YOLOv8 for Fire and Smoke Recognition Algorithm Integrated with the Convolutional Block Attention Module ()
1. Introduction
Fire and smoke have become significant threats due to their high frequency and destructive nature. Their rapid spread, particularly in combustible-dense areas such as residential zones, airports, and forests, poses a challenge for swift control. Consequently, timely and accurate fire detection is crucial for preventing large-scale disasters. Traditionally, research has focused on contact-based fire detection sensors like smoke, temperature, and particle sensors, which are cost-effective and easy to deploy. However, these systems are suitable mainly for small areas and have considerable limitations in larger settings. Since they require direct activation by fire temperature or smoke, there is a potential delay in optimal fire extinguishing time. Compared to sensor-based methods, vision-based fire detection offers numerous advantages, including rapid response, extensive coverage, and environmental robustness, leading to its increasing popularity.

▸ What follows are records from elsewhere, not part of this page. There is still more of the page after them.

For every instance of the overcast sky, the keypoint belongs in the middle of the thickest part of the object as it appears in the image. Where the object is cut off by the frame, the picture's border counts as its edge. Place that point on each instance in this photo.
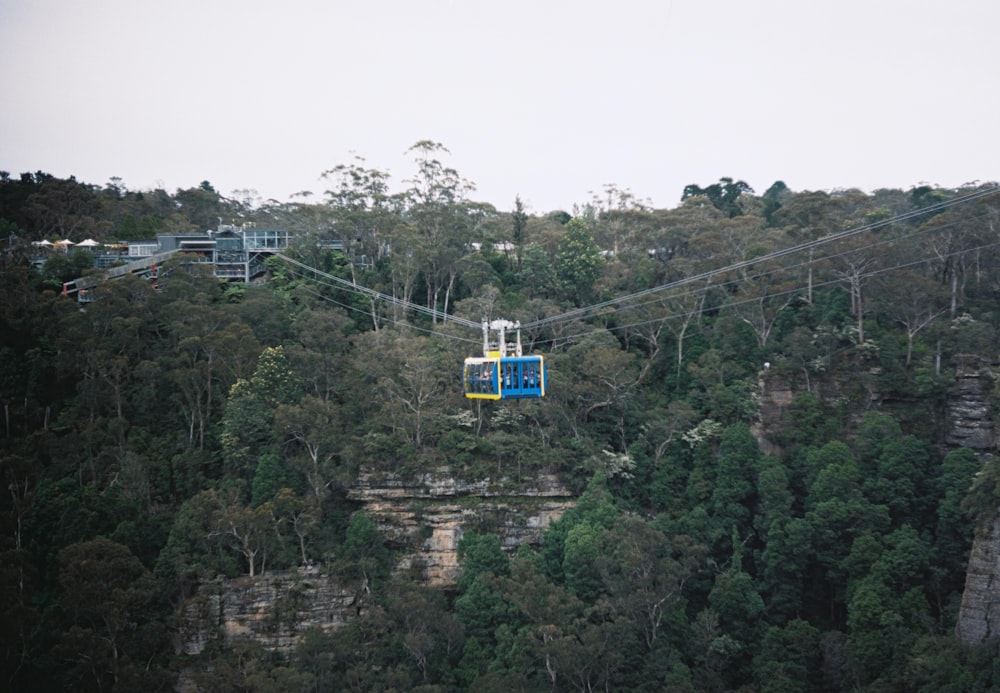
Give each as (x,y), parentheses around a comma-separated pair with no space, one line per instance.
(546,99)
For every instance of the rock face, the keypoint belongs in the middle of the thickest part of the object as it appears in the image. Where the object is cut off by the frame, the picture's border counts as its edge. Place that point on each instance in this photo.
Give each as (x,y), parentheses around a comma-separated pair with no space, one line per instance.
(273,609)
(979,615)
(427,516)
(424,518)
(971,424)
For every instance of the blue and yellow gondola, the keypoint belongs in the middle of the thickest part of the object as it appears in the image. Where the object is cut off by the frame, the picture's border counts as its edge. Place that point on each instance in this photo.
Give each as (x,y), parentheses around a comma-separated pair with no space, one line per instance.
(503,372)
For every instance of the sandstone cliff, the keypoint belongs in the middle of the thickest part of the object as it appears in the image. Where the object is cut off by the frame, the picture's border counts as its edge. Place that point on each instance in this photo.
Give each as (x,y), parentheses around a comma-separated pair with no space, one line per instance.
(424,518)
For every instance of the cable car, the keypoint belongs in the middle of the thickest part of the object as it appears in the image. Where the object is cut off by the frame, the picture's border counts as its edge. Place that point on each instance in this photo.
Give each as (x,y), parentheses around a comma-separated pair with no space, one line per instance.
(502,372)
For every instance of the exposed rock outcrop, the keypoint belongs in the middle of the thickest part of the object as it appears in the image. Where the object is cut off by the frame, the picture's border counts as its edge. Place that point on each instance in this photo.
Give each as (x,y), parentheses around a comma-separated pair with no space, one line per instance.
(971,423)
(274,609)
(427,515)
(979,615)
(423,517)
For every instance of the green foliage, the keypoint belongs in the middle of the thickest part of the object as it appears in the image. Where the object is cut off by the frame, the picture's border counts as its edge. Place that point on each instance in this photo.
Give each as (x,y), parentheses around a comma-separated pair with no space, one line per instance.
(209,430)
(578,262)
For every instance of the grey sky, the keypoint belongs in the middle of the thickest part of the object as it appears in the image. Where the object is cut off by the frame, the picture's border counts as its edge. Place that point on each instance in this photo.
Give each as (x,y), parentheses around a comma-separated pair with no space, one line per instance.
(548,99)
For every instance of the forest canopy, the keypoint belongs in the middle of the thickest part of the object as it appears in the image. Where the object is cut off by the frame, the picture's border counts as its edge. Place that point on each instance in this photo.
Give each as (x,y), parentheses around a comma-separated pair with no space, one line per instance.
(163,435)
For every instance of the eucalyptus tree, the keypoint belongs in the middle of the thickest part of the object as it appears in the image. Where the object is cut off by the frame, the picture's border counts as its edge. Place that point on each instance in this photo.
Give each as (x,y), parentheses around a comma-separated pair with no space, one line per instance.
(438,210)
(362,212)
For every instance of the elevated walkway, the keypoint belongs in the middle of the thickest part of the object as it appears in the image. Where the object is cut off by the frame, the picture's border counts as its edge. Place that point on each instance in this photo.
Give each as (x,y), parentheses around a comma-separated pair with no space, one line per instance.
(142,266)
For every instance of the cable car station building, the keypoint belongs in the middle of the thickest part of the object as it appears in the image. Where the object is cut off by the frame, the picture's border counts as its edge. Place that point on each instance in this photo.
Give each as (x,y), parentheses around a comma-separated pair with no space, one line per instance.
(235,253)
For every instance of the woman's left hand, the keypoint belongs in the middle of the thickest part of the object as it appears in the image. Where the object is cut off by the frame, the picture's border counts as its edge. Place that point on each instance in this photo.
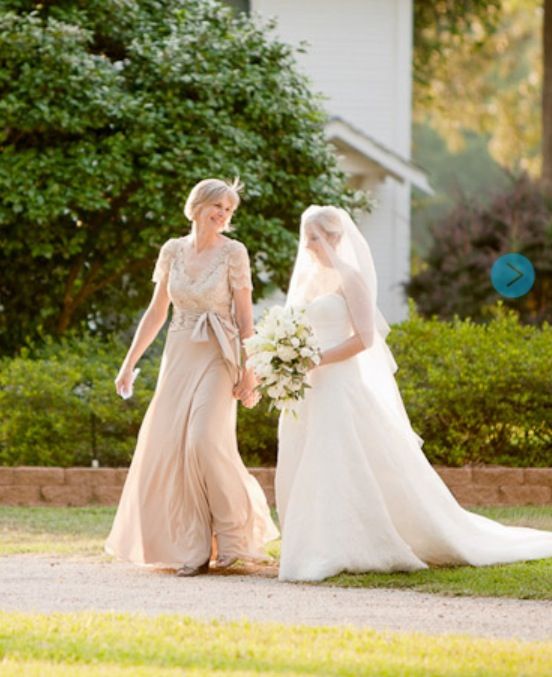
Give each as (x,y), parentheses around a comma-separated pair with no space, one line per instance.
(245,390)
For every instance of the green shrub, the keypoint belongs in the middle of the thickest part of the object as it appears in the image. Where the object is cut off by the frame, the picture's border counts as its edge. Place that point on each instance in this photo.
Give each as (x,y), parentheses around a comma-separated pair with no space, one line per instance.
(475,393)
(60,406)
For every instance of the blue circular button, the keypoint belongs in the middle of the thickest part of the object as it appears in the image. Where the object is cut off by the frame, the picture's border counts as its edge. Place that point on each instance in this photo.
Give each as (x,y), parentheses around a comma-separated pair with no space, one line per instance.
(512,275)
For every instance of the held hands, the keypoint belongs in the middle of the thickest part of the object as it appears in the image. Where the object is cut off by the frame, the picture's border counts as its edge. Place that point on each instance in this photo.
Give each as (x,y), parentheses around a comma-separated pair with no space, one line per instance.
(245,390)
(124,380)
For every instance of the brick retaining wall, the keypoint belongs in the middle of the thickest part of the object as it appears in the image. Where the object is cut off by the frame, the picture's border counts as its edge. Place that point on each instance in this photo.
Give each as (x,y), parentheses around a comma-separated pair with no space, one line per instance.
(472,485)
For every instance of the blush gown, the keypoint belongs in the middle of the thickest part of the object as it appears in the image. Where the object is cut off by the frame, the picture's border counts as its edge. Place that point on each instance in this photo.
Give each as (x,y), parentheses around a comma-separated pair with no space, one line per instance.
(354,490)
(187,479)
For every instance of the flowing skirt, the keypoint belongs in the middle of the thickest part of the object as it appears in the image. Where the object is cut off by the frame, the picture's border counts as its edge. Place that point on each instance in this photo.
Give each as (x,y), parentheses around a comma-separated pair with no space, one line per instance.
(187,480)
(355,492)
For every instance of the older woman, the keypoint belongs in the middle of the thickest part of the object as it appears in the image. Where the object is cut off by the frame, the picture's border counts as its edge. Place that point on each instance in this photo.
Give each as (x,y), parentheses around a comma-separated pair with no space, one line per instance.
(187,481)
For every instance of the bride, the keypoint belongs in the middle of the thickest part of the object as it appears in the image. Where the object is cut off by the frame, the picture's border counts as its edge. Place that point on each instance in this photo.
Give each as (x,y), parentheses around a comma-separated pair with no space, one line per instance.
(354,490)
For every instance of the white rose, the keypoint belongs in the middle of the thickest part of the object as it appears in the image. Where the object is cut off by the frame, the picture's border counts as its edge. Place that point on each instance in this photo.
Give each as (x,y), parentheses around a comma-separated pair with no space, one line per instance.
(286,353)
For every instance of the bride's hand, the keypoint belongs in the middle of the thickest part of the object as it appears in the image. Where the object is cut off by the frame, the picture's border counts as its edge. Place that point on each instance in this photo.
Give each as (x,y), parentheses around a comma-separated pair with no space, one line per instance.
(123,381)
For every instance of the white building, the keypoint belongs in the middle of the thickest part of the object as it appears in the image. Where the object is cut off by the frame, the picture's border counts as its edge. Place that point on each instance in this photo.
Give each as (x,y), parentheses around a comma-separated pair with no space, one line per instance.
(359,56)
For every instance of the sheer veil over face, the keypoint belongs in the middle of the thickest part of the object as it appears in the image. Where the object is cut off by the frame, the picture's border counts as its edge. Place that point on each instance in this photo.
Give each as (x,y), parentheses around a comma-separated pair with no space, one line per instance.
(334,257)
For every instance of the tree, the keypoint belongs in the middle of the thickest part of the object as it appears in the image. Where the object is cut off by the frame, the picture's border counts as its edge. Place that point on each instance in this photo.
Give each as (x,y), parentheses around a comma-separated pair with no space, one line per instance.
(547,98)
(487,67)
(455,279)
(442,26)
(109,112)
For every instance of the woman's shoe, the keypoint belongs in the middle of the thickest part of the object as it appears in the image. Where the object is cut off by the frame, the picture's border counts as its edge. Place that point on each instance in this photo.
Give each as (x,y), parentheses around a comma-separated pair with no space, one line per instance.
(225,562)
(186,571)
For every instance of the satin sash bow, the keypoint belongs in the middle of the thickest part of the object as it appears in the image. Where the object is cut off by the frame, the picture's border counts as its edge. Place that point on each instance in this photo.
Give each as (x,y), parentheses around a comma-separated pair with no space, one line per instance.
(225,333)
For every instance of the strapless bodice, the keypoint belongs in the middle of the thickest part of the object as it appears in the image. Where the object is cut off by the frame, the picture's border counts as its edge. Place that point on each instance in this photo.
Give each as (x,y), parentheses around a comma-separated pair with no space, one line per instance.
(330,320)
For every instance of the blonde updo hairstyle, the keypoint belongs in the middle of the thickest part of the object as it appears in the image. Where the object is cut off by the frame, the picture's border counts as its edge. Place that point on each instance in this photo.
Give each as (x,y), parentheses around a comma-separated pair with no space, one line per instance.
(209,191)
(328,219)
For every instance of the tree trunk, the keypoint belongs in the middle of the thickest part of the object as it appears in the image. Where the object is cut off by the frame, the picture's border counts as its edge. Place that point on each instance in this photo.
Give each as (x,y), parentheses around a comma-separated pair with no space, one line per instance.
(547,98)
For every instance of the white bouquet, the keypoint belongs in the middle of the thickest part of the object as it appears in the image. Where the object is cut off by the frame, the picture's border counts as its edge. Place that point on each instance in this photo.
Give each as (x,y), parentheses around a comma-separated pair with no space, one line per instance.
(281,354)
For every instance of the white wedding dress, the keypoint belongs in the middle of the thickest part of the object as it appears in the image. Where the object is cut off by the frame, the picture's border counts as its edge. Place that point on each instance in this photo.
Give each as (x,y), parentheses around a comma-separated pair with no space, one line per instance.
(354,490)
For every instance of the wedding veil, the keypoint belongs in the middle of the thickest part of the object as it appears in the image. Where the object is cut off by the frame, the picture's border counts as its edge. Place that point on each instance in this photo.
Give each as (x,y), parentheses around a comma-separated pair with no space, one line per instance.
(344,265)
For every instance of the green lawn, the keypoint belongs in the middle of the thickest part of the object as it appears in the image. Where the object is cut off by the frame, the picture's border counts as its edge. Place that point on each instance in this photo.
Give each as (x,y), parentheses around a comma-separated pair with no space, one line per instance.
(54,531)
(122,644)
(523,580)
(82,531)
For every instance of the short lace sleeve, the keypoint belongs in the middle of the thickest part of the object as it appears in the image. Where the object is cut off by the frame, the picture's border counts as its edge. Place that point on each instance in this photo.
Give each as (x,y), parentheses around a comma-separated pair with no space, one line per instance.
(239,270)
(164,260)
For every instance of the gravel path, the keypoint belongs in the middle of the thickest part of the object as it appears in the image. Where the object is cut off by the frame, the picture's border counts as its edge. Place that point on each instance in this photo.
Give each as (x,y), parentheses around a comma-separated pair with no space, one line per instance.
(47,584)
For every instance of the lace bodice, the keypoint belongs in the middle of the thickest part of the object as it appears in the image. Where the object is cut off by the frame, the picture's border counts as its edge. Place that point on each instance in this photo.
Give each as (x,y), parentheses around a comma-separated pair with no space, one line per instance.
(208,288)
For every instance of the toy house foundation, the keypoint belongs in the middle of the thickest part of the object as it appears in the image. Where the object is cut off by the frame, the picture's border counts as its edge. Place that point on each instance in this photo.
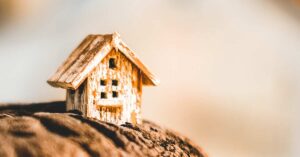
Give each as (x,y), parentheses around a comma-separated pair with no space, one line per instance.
(103,79)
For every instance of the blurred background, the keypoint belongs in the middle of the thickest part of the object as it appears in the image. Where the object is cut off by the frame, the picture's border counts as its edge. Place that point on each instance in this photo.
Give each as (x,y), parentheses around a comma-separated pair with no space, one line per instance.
(229,69)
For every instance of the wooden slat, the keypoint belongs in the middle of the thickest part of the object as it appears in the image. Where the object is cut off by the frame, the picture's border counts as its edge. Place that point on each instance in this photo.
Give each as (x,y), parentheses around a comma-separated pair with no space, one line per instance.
(72,58)
(88,55)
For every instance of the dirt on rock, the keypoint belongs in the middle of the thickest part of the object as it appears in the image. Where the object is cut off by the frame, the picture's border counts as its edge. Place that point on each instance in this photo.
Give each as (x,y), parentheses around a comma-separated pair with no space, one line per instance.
(46,129)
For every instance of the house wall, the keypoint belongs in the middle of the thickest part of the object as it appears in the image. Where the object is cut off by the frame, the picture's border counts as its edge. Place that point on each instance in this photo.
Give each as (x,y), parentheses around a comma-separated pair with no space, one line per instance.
(77,99)
(126,107)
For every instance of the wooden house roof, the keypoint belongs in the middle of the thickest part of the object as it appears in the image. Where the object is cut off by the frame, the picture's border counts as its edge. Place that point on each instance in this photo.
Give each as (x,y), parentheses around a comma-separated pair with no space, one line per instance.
(88,55)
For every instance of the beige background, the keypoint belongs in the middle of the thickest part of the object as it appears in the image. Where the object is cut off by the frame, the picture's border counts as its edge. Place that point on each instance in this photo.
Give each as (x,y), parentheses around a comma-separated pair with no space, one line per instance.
(229,69)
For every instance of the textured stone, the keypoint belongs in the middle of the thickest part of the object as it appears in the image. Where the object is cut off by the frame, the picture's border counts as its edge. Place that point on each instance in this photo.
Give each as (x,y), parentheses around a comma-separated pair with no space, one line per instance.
(45,129)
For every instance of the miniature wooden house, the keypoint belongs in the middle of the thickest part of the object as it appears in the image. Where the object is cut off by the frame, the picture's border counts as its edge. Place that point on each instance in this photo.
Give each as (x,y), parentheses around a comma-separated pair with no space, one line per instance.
(104,80)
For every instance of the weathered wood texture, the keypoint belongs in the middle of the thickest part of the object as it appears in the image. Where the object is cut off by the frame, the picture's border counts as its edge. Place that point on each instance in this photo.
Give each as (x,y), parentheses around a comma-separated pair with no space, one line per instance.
(125,106)
(88,55)
(27,130)
(77,99)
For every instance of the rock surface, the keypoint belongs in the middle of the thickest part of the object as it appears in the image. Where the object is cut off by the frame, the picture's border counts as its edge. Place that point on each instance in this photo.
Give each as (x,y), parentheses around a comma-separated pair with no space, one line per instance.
(45,129)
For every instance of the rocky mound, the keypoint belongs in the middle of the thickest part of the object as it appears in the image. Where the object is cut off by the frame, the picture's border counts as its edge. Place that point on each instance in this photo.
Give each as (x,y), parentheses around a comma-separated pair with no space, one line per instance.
(45,129)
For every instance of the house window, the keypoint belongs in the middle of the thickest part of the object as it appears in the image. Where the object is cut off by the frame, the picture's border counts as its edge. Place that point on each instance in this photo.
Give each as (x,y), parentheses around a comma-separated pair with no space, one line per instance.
(102,82)
(112,63)
(114,82)
(72,92)
(103,95)
(115,94)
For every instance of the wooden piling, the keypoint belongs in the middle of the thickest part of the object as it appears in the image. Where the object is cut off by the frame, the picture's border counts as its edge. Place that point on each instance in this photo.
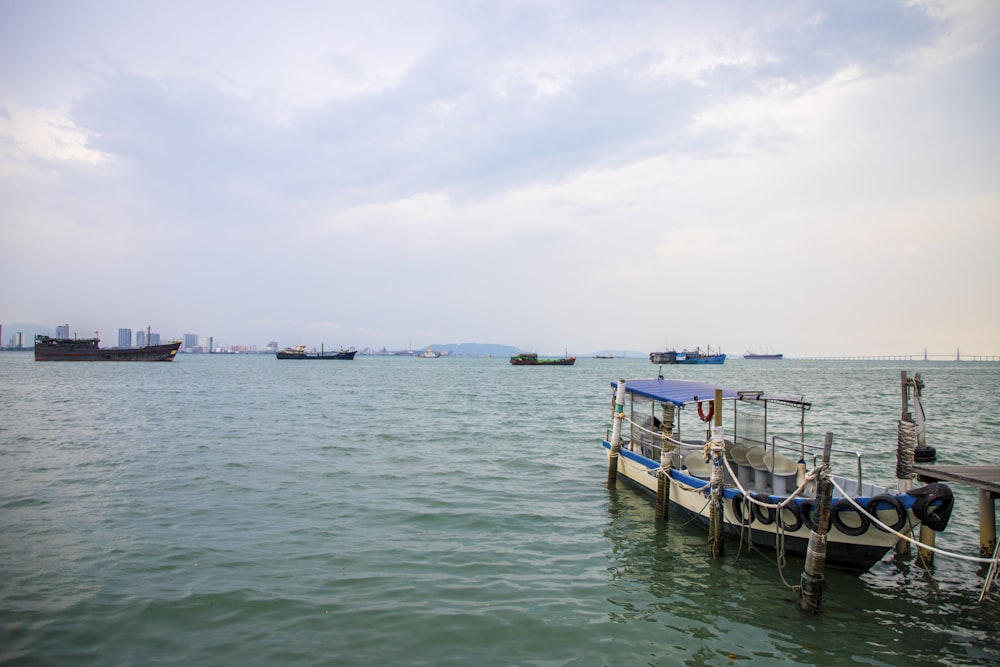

In recent years, research on fire and smoke detection has predominantly focused on video image detection algorithms, primarily divided into two categories: traditional classifier-based and deep learning-based smoke and fire detection. The former approach initially employs feature extraction methods such as SIFT [1] and HOG [2] to extract characteristics of fires and smoke, including brightness, color, texture, and edges. These features are then fed into classifiers for training, ultimately utilizing classifiers like SVM, Bayesian networks, and BP neural networks to determine the presence of fires and smoke in images, as discussed in [3] . However, this methodology predominantly relies on manually crafted algorithms for extracting low-level image features, followed by optimization of the results. Consequently, this leads to significant time consumption, resulting in poor performance and slower real-time detection of fire and smoke. Furthermore, issues like occlusion and interference often result in numerous false positives and errors in background detection. Therefore, these methods are ineffective for timely and efficient detection and alarm signaling in the early stages of tunnel fires.
Deep learning-based fire detection algorithms excel in extracting more abstract and advanced features of fires and smoke, demonstrating superior performance compared to traditional classifier-based methods. These algorithms are characterized by their high efficiency and accuracy. Frizzi S. [4] introduces a convolutional neural network capable of automatically recognizing fires in videos. This network utilizes convolutional layers to extract features, pooling layers to reduce feature map dimensions and simplify computational complexity, and fully connects layers to amalgamate all features before outputting to a classifier. Compared to manual feature extraction methods, these algorithms significantly improve accuracy and speed. However, their reliance on two-dimensional convolution overlooks the dynamic characteristics of fires and smoke. Moreover, due to dataset limitations, they are primarily effective in recognizing only red fires.
Cao Y. [5] and D. Nguyen M. [6] explore the application of Recurrent Neural Networks (RNNs) in fire detection tasks, utilizing their ability to extract relationships between features of the same object across different frames, thereby offering long-term memory of video information. Long Short-Term Memory networks (LSTMs), a variant of RNNs, address the issue of vanishing gradients present in traditional RNN models. When applied to fire detection, LSTMs are capable of simultaneously extracting spatial and temporal features of flames and smoke. This dual extraction results in high accuracy and recall rates while meeting real-time processing requirements. However, LSTMs present challenges due to their numerous fully connected layers, extensive time spans, deep network architecture, and the computational demand of numerous parameters, making them difficult to train. Panagiotis et al. [7] propose a fire detection method using an enhanced Faster R-CNN [8] , which employs multi-dimensional texture analysis for feature extraction. This approach enables more accurate recognition of various types of flame images and offers adaptability to noise and lighting variations. Despite these advantages, the complexity of the algorithm is increased due to the extensive texture feature extraction, and the two-stage nature of Faster R-CNN, involving candidate region generation, leads to high precision and accurate localization but at the cost of a complex model structure and slower detection speed.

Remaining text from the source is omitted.